That’s a significant date, as Tom Holland explains at UnHerd:
Last week, on 5 August, the Prime Minister of India laid a foundation stone and helped bury a distinctive period in global history. Narendra Modi had travelled to Ayodhya, a city long identified by Hindus with one of their most beloved gods. Lord Rama — avatar of Vishnu and hero of the Sanskrit epic, the Ramayana — was said to have ruled within its walls as the very model of those who uphold truth and justice. Like Camelot, the court of Rama glimmers tantalisingly in the imaginings of those who fall beneath its spell: the reminder of a vanished golden age, the hope that it might come again.

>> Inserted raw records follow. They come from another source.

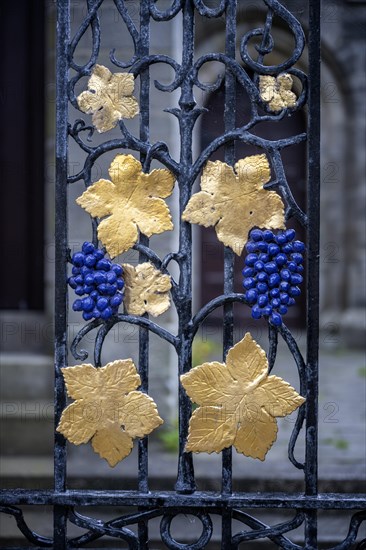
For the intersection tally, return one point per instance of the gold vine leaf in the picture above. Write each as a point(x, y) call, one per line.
point(108, 98)
point(108, 411)
point(234, 201)
point(132, 200)
point(276, 91)
point(146, 289)
point(238, 402)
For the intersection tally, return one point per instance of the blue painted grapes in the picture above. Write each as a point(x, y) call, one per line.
point(272, 273)
point(97, 279)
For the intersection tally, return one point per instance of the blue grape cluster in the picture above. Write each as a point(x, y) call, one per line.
point(98, 278)
point(272, 273)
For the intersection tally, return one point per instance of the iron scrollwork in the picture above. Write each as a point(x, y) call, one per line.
point(245, 73)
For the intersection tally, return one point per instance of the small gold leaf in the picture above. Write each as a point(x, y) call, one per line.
point(234, 201)
point(238, 402)
point(276, 91)
point(107, 409)
point(146, 289)
point(132, 200)
point(109, 98)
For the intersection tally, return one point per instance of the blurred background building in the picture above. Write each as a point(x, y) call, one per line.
point(27, 167)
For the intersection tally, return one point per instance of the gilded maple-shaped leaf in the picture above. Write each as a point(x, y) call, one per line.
point(132, 200)
point(234, 201)
point(276, 91)
point(108, 411)
point(146, 289)
point(109, 98)
point(238, 402)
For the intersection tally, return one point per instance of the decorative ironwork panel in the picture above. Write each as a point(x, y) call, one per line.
point(249, 202)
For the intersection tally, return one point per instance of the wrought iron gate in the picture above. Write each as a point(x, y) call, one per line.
point(249, 73)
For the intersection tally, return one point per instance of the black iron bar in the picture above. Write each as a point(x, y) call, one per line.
point(62, 70)
point(229, 256)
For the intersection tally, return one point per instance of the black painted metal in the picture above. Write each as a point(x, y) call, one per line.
point(185, 498)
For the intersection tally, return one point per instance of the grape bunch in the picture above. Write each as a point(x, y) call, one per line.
point(99, 279)
point(272, 273)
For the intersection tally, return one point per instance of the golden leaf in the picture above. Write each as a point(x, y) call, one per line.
point(146, 289)
point(108, 410)
point(132, 200)
point(109, 98)
point(234, 201)
point(238, 402)
point(276, 91)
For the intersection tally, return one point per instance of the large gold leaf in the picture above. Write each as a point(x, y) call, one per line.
point(108, 409)
point(238, 402)
point(132, 200)
point(112, 443)
point(109, 98)
point(146, 289)
point(234, 201)
point(276, 91)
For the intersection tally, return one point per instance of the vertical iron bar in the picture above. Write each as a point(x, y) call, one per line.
point(229, 256)
point(63, 34)
point(311, 466)
point(143, 457)
point(185, 480)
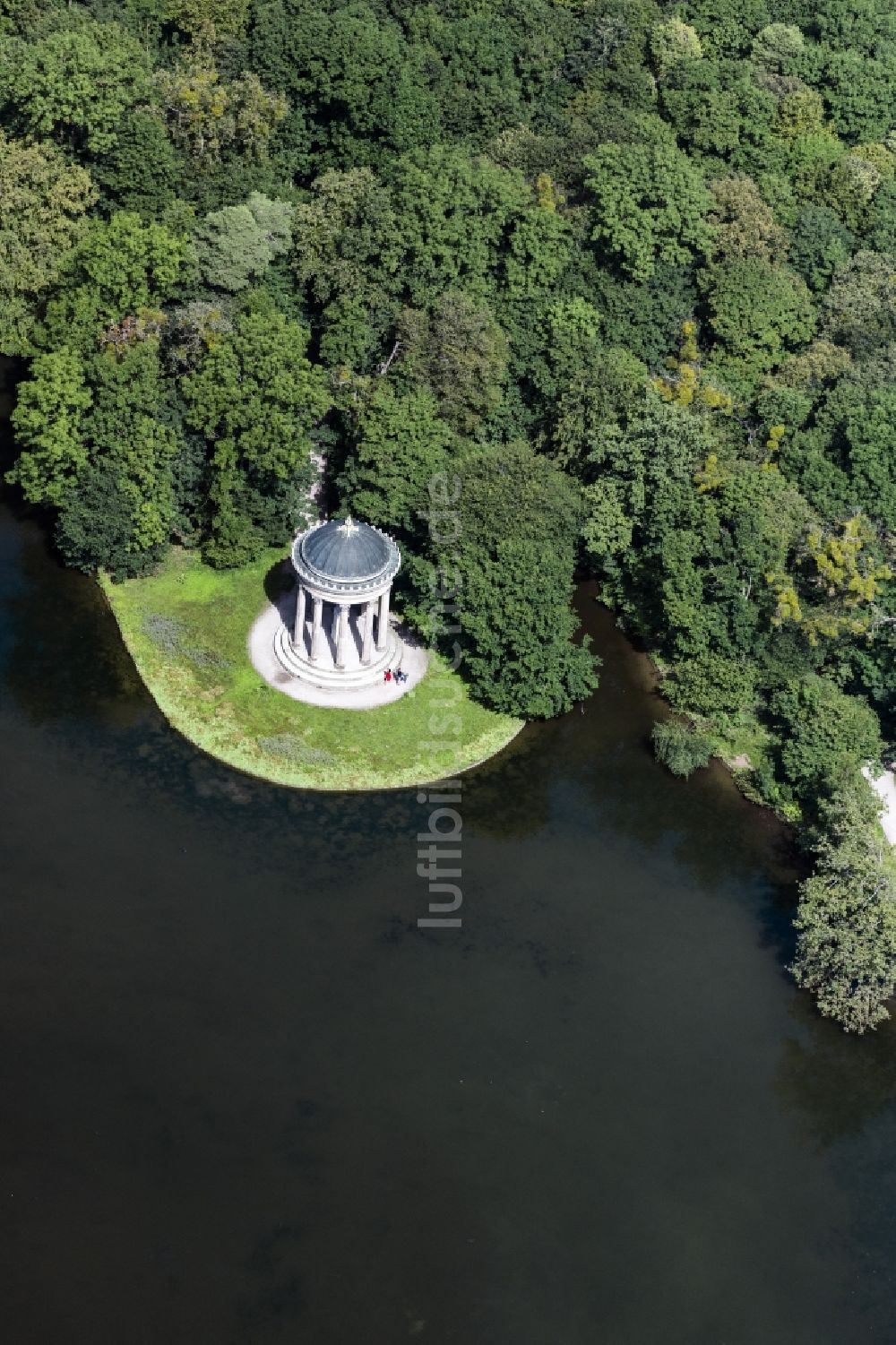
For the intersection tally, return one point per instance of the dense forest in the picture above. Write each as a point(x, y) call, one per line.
point(625, 269)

In recent decades, the mingled regret and yearning that the memory of Rama’s capital can inspire among Hindus had come to be focused on one particular location in the modern city of Ayodhya: the Ram Janmabhoomi, the “birthplace of Rama”. At the moment, nothing serves to mark the sacred spot. But soon enough that will change. A great complex of buildings will rise. As Modi, officially declaring the process of construction begun, put it: “A great temple will now be built for our Lord Rama.”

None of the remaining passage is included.